I found myself relaxing into the movie’s artificial charms when it pretty early on reveals what it’s actually getting up to. It turns out Comer is, in real life, a coder who thinks the bestselling game’s designer (Taika Waititi) stole the work she and her partner (Joe Keery) did and used it as the basis of the open world software that made him rich. So she’s become a power player in hopes of uncovering proof for a lawsuit. Her unexpected realization? Her A.I. ideas might be what woke Guy from his routine. So the fake world is given some unexpected stakes—and it’s worth enjoying the lark when it might end up in actual real world consequences. There’s even some slight dancing around some Star Trek ethics of being, with the NPCs in the servers slowly dawning to their little riff on the allegory of the cave. (The movie is the junior high brain teaser to The Matrix’s grad school seminar.) The light gloss of corporate espionage cuts well against the empty quips on Reynolds’ side, and goes one step further into a secret (and only a little strained) rom-com buried under layers of genre elements. No matter how strange Reynolds is playing a proxy love interest for a totally predictable flesh-and-blood programmer, it somehow lands the emotional arc for Comer with some agreeable satisfaction.

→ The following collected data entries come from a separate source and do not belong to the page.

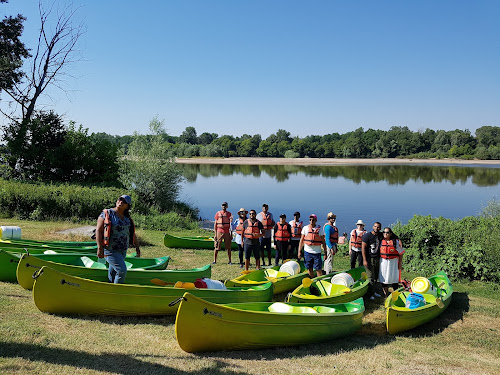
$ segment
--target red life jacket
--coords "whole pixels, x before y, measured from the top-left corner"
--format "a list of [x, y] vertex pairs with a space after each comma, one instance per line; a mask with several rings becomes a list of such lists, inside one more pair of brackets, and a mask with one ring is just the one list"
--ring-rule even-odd
[[243, 232], [245, 238], [250, 238], [251, 240], [255, 240], [259, 238], [260, 229], [259, 229], [259, 220], [255, 220], [255, 223], [252, 223], [252, 220], [247, 220], [247, 227]]
[[323, 226], [323, 231], [326, 233], [326, 226], [329, 225], [331, 226], [333, 229], [335, 229], [333, 232], [330, 231], [330, 242], [331, 243], [339, 243], [339, 230], [337, 229], [337, 227], [335, 225], [331, 225], [330, 223], [325, 223], [325, 225]]
[[236, 234], [239, 234], [240, 236], [243, 234], [243, 223], [245, 222], [245, 220], [242, 220], [241, 217], [238, 218], [239, 220], [239, 224], [238, 226], [236, 227]]
[[380, 257], [384, 259], [394, 259], [399, 258], [399, 253], [396, 250], [397, 240], [382, 240], [380, 244]]
[[292, 228], [292, 237], [293, 238], [300, 238], [302, 235], [302, 226], [304, 225], [303, 222], [296, 222], [295, 220], [293, 221], [293, 228]]
[[278, 226], [278, 230], [274, 234], [276, 237], [276, 241], [289, 241], [290, 240], [290, 232], [288, 231], [288, 223], [281, 224], [278, 223], [276, 224]]
[[308, 227], [309, 227], [309, 231], [304, 236], [304, 243], [309, 245], [309, 246], [321, 245], [323, 243], [323, 240], [321, 239], [321, 236], [319, 235], [319, 230], [321, 229], [321, 227], [317, 226], [316, 228], [313, 228], [311, 226], [311, 224], [309, 224]]
[[[229, 232], [229, 227], [231, 226], [230, 218], [231, 218], [231, 212], [229, 211], [222, 211], [220, 210], [217, 212], [218, 218], [215, 221], [217, 225], [217, 232], [223, 232], [223, 233], [228, 233]], [[222, 230], [220, 230], [222, 229]]]
[[262, 223], [262, 226], [264, 227], [264, 230], [270, 230], [273, 228], [273, 220], [271, 219], [271, 214], [268, 212], [265, 214], [264, 212], [261, 212], [262, 214], [262, 220], [260, 221]]
[[365, 234], [365, 233], [366, 233], [366, 230], [361, 232], [360, 235], [358, 236], [357, 230], [354, 229], [351, 233], [351, 246], [355, 247], [357, 249], [361, 249], [361, 242], [363, 239], [363, 234]]
[[[104, 209], [102, 211], [104, 212], [104, 233], [103, 233], [102, 243], [104, 246], [107, 247], [109, 246], [109, 238], [111, 237], [111, 220], [109, 219], [109, 210]], [[129, 220], [130, 220], [129, 244], [133, 245], [135, 238], [135, 224], [131, 217], [129, 217]]]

Director Shawn Levy is nothing if not a consummate professional. He’s capable of sturdy big budget studio mechanics in ways we take for granted sometimes because he makes it look easy. With the likes of ensemble family comedy Cheaper by the Dozen and robot boxing drama Real Steel—two surprisingly satisfying efforts for which I have lingering affection—he’s proved he knows his way around hitting the right rousing beats with clean, legible throughlines and visual cohesion. There can be a charm to watching an oversized smooth shiny object of a big screen experience. Here Levy pushes a little too hard on pandering referentiality—does the ending really need two back-to-back overt references to its corporate sibling’s biggest sci-fi properties?—but stages some competent phony action. It takes the repetitive violence of video games and plays its mind-numbing senselessness for the shallowness it is. No wonder Guy, with his aw-shucks disbelief, wants more. The script finds a few good jokes here and there, and hooks into some ideas about games and modern life and creativity. (That Waititi is the mouthpiece for the movie’s swipes at corporate sequel culture is amusing, and ironic.) And in the end it’s somehow a little sweet and genuine in the midst of all its foolery. I still didn’t care about Reynold’s Guy and his computer friends, and didn’t entirely buy the ways the code of the game interacts with its makers, but sometimes when a movie plows ahead believing something so intently while making it the cornerstone of its emotional appeal, you just go with it.